Эдит никогда не любила гимны и разделяла любовь Гарольда к опере – она оплатила перевод нескольких либретто на английский, – и они часто закатывали ужин перед спектаклем. По привычке, любопытным образом пародирующей ее отца, Эдит держала небольшие ювелирные часики за столом во время ужина и следила, чтобы гости придерживались графика и прибыли в оперу вовремя. Когда она звонила о подаче следующего блюда, команда официантов быстро забирала тарелки у изумленных гостей, независимо от того, закончили они есть или нет. Эдит следовала иерархии и никогда не обращалась к большинству слуг напрямую, имела дело исключительно с двумя главными из них.

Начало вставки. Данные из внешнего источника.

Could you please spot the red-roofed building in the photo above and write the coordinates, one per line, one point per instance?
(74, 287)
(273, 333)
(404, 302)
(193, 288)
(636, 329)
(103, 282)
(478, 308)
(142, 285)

Можно смеяться над причудами Эдит и называть ее дилетанткой, но она была жарко предана делу, за которое бралась. Родив пятерых детей – Джона, Фоулера, Мюриэль, Эдиту и Матильду, – Эдит создала детский сад для девочек, с уроками на французском. Старший безумно любил ее старшего сына, Джона Рокфеллера – Маккормика, которого называли Джек. Зимой 1900–1901 года Джек и Фоулер приехали в Покантико, и оба мальчика подхватили скарлатину. Какие бы скрытые трения ни проходили между ними, Эдит с благодарностью вспоминала поведение отца во время болезни Джека. «Пока я живу, не забуду большую любовь и неутомимые усилия, которые ты приложил, чтобы спасти жизнь дорогого Джека, – написала она ему несколько лет спустя. – Совершенно забывая о себе и показывая любовь, напоминающую любовь Христа»79. Чтобы болезнь не распространялась, Рокфеллер соорудил специальную лестницу, которая позволяла детям и сиделкам спускаться из комнат больных на верхнем этаже на застекленную веранду, не заражая остальных членов семьи. Рокфеллер предложил одному врачу из Нью-Йорка полмиллиона долларов за спасение мальчиков. Тогда мало было известно о причинах и лечении скарлатины, и, хотя Фоулер поправился, Джон Рокфеллер – Маккормик умер в Покантико 2 января 1901 году, не дожив до четырех лет. Шок для Рокфеллера был не менее глубок, чем для Эдит и Гарольда. Позже ходила грубая сплетня, что Эдит узнала о смерти Джека от дворецкого во время званого ужина в особняке в Чикаго, но рассказ был фальшивкой. В то время Эдит была в Покантико.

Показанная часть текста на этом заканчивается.